I found this explanation of Why Millennials are Leaving the Church fascinating. The author, a woman of 33, is the age of my children, and her statements ring true for me. She says what her friends want and need from the church is not about style. The typical church response when working to attract younger members of “edgier music, more casual services, a coffee shop in the fellowship hall, a pastor who wears skinny jeans, an updated Web site that includes online giving” don’t help, she says. Instead, she suggests, millennials are often drawn to high-church traditions (and she specifically mentions the Episcopal Church) when they sense the members of the church have the right substance:
We want an end to the culture wars. We want a truce between science and faith. We want to be known for what we stand for, not what we are against.

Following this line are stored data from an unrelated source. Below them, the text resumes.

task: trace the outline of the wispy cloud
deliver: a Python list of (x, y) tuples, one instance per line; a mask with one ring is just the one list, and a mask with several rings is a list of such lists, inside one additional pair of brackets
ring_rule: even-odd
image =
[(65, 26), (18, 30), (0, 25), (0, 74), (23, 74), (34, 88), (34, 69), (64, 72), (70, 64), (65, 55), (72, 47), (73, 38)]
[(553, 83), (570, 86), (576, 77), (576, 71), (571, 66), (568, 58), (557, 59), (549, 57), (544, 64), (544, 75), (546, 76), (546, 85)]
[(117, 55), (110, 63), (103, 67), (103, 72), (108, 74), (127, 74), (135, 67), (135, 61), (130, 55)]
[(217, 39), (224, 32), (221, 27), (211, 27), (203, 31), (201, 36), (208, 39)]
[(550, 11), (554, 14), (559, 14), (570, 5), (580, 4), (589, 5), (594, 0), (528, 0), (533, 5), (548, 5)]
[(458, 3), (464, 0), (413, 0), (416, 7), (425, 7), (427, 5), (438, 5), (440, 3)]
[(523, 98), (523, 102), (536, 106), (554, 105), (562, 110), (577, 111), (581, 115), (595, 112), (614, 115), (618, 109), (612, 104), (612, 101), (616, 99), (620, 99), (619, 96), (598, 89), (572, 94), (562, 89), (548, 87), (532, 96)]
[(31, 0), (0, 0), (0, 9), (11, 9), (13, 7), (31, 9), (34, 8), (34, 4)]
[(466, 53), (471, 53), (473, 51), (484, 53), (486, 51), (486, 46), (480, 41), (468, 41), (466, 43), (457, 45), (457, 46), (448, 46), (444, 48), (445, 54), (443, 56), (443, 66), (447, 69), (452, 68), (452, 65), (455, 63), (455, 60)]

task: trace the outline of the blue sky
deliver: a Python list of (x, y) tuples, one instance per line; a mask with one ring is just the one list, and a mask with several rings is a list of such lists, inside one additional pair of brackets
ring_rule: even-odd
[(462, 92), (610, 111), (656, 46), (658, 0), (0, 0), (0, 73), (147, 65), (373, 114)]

We want to ask questions that don’t have predetermined answers.
We want churches that emphasize an allegiance to the kingdom of God over an allegiance to a single political party or a single nation.
We want our LGBT friends to feel truly welcome in our faith communities.
We want to be challenged to live lives of holiness, not only when it comes to sex, but also when it comes to living simply, caring for the poor and oppressed, pursuing reconciliation, engaging in creation care and becoming peacemakers.
You can’t hand us a latte and then go about business as usual and expect us to stick around. We’re not leaving the church because we don’t find the cool factor there; we’re leaving the church because we don’t find Jesus there.
I hear much in her words that encourages me and much that convicts me. How about you?